Eine Aussage, die zwar zweifelsohne richtig ist, die aber umso mehr die Frage aufwirft, warum das PEI nicht von Beginn an ein aktives und flächendeckendes Monitoring der neuartigen Impfungen betrieben hat – zumal zahlreiche Studien über die Nebenwirkungsanzeige bei neu eingeführten Medikamenten schon in der Vergangenheit gezeigt haben, dass eher viel zu wenig, denn zu viel gemeldet wird. Eine Metastudie der Drug Safety Research Unit im britischen Southampton etwa kam bereits 2012 zu dem besorgniserregenden Ergebnis, dass die mediane Untermelderate in 37 Studien 94 Prozent betrüge. 

Keine ist gefragt worden

Beim PEI aber scheint man derlei Forschung zuweilen auf die leichte Schulter zu nehmen. Von Cicero gefragt, wie das Institut eigentlich gemeldete Verdachtsfälle auf schwere Impfnebenwirkungen prüfe, teilte man zwar mit, dass man gegebenenfalls auch Rückfragen bei meldenden Personen durchführe, wies aber zugleich darauf hin, dass Verdachtsfallmeldungen seitens des PEI nicht einer „individuell medizinisch-klinischen Begutachtung unterliegen“. Eine stichprobenartige Nachfrage von Cicero bei zahlreichen Selbsthilfegruppen von Impfgeschädigten sowie bei meldenden Ärzten ergab indes, dass keiner der meldenden Personen je eine Rückfrage durch das Paul-Ehrlich-Institut erhalten habe.

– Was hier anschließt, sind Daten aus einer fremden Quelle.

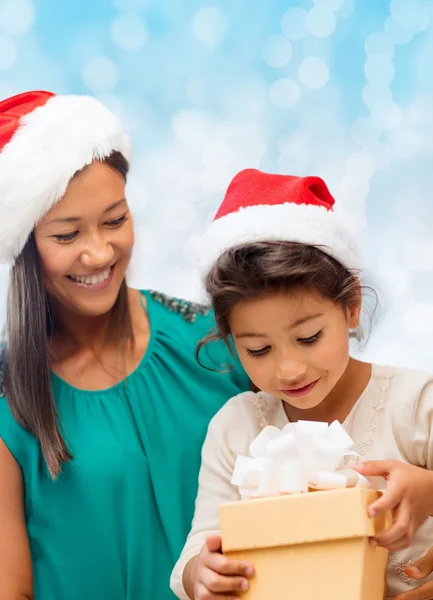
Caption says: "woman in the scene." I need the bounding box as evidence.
[0,92,248,600]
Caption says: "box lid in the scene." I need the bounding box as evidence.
[219,488,389,552]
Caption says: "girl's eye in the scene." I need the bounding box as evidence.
[298,331,323,344]
[53,231,78,244]
[106,214,126,227]
[247,346,270,358]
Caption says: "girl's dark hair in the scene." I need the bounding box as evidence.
[2,152,133,479]
[196,241,378,358]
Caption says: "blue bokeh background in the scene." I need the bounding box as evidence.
[0,0,433,370]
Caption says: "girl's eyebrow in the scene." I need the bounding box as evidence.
[47,198,126,225]
[235,313,323,340]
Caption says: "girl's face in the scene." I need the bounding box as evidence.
[229,291,360,409]
[35,161,134,316]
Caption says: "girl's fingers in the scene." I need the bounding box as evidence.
[195,583,239,600]
[200,568,248,594]
[201,552,254,577]
[406,546,433,589]
[368,484,402,517]
[372,503,413,550]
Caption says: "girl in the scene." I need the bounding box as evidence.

So fühlen sich viele Geschädigte seit Monaten und oft sogar schon seit Jahren wie die im Stich gelassenen Veteranen eines Krieges. Im „la guerre contre le coronavirus“, wie Frankreichs Präsident Emmanuel Macron 2020 vollmundig die vielen Maßnahmen gegen die Pandemie genannt hatte, sind sie die vergessenen Opfer. Mitten unter uns, und doch nicht wirklich da. Da wirkt es fast wie eine böse Satire, dass für viele der Opfer am Ende weder die Pharmaunternehmen, noch der Staat in die Schadensersatzhaftung genommen werden können. Für viele bleibt am Ende wohl nur das nackte Überleben, kärglich gesichert durch das Bundesversorgungsgesetz. Und das wurde 1960 ausgerechnet als ein „Gesetz über die Versorgung der Opfer des Krieges" geschaffen.